Yo tenía que llamar a la puerta, con los nudillos, y “El Colilla” se encargaba de romper el hielo, cuando salían la madre o la abuela; cortaba dos papeletas, me las daba y, mientras yo las entregaba, él decía con gran seguridad:
—Señora, estas papeletas son para ayudar a las familias necesitadas.
Y, cuando lo miraban, elevaba los ojos al cielo y susurraba:
—A ver si Dios quisiera que el cerdo fuera para ustedes.
Observaba lo que él llamaba «Indicios de compra» y, si nos preguntaban el precio, ya teníamos otra venta. ¡Nunca fallaba! Pero lo más interesante del negocio era demostrar la calma suficiente para rematar la operación.
—La papeleta —respondía “El Colilla”, con cara de santo— no tiene precio. Aquí lo dice, señora: «El donativo mínimo son dos pesetas».

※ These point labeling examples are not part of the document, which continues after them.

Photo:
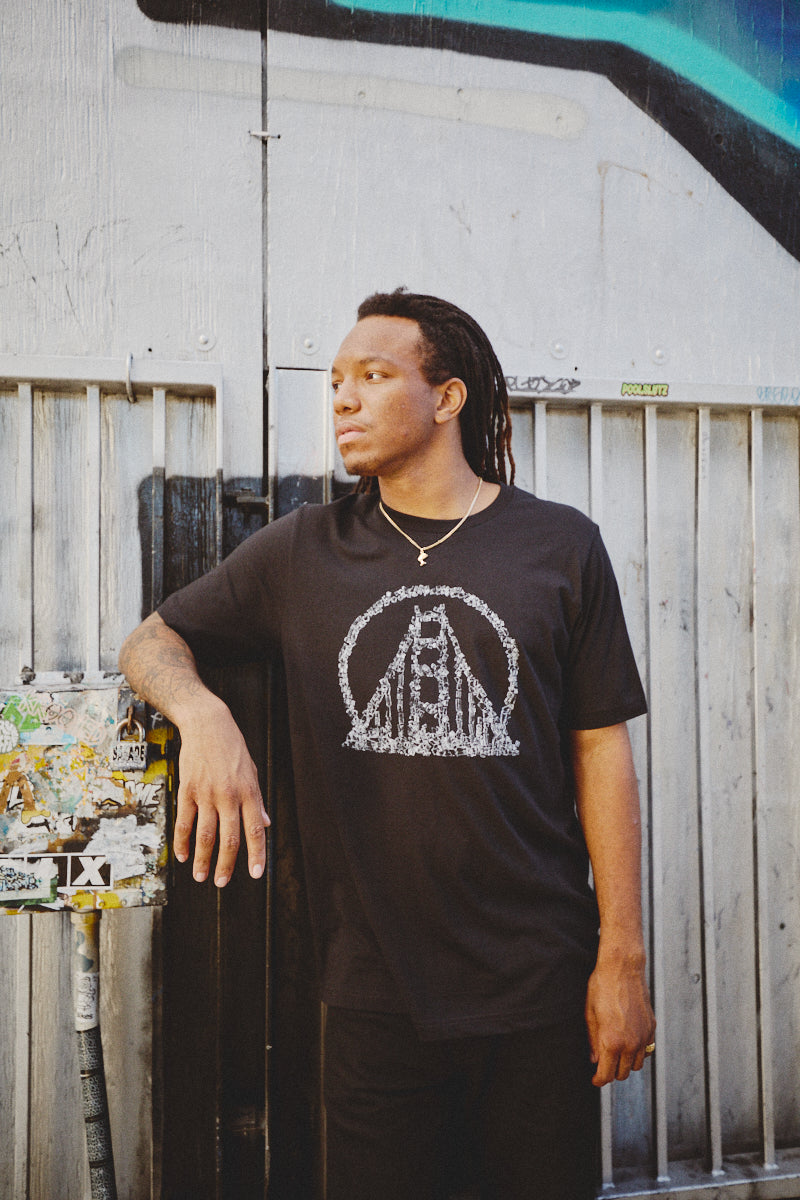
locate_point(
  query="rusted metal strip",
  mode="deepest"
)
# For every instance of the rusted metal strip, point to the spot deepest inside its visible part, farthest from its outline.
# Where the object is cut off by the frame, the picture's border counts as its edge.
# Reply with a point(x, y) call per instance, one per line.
point(655, 802)
point(708, 916)
point(761, 831)
point(92, 519)
point(158, 479)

Levantaba la cabeza, miraba a la mujer a los ojos ‑con ese talento que tenía para conmover el corazón de los mayores‑, y concluía:
—Todas nos compran dos y nos dan un duro; su vecina se lo puede decir.
—Bueno, hijo mío…, pues dame un par…, a ver si Dios se acuerda de nosotros.
Yo entregaba las papeletas y “El Colilla” cogía el dinero. Por supuesto, la peseta que sobraba era para nosotros. Nadie lo supo nunca; pero ganábamos una peseta por operación y cincuenta en cada taco. ¡No estaba nada mal! Un veinticinco por ciento de comisión sobre el precio de venta. De ahí sacábamos el dinero para nuestros pequeños vicios, pipas, tabaco, cromos…
Antes de volver al colegio, apartábamos la parte que nos tocaba a nosotros en un bolsillo y el resto del dinero se lo entregábamos al padre. Él lo contaba, anotaba la cifra en un libretilla y decía:
—Para los pobres, para los pobres.
Nadie se lo explicaba; un año llegamos a vender veinte tacos entre los dos y el cura nos regaló un libro con la vida de san Francisco de Asís, por tener un corazón tan generoso.